Why streak instead of 'how many posts have you made'?
A counter that totals posts rewards quantity, regardless of depth. Streak rewards something different: rhythm. One post a day for 30 days does more for your expressive development than 100 posts in one binge. Streak measures your relationship with yourself, not your output volume.
How streak is calculated
Each day you publish at least one post (in any section — Moment, Face, Mind) extends your streak. A day with no post breaks it. But: we grant a 'breath day' once per week — a missed day doesn't break the streak as long as you post the day after. This protects your streak from breaking due to travel or interruption.
When does streak become an unhealthy compulsion?
If you publish a bad post just to preserve the streak, you're using it against yourself. The streak is a tool to encourage daily thinking, not a leash that pushes empty posting. If you feel you're posting only 'to keep the counter alive', take a rest day. The streak resets, but your honest expression doesn't reset easily.
Benefits of a high streak
30+ day streak: orange badge on your profile. 100+ day streak: gold badge. 365+ day streak: rare amber badge. These aren't just decoration — they signal to your followers that you're an active, consistent user, which slightly boosts your post visibility in the public feed automatically.
FAQ
Do mirror responses count toward my streak?

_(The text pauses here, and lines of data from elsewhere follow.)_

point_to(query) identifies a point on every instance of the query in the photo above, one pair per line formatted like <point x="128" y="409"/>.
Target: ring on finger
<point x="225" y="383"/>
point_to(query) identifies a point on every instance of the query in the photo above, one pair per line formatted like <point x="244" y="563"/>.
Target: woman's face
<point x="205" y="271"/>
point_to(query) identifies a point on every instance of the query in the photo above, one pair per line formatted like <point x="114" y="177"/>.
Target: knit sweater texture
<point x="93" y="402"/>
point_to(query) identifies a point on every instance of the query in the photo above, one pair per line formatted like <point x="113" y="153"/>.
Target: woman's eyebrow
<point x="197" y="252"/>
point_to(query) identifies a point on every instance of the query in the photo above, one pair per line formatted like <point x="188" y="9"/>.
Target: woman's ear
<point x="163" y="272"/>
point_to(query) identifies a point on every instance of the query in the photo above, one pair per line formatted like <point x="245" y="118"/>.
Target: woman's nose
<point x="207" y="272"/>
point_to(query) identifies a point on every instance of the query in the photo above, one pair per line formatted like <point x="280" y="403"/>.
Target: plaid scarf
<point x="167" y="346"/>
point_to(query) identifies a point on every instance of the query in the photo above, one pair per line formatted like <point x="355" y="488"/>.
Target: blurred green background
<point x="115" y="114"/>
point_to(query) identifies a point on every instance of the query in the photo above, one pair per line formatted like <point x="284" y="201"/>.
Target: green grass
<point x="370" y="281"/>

No. Streak counts only public feed posts (Moment, Face, Mind). Mirror responses don't count because they're reactive, not original.
Can I restore a streak I broke by mistake?
If you genuinely broke it (skipped two consecutive days), the streak resets to 1. But premium accounts get a monthly 'restoration card' that recovers a streak broken by an emergency.
Does a high streak mean my posts show more?
Yes, slightly. The algorithm gives a small advantage to consistently active users, but it's not the dominant factor. Post quality and engagement still matter more.
Does posting at midnight count for the previous day or the next?
It counts for the day you tapped publish, in your device's local time. 11:55pm counts for the current day; 00:05am counts for the next day. Plan accordingly if you publish late.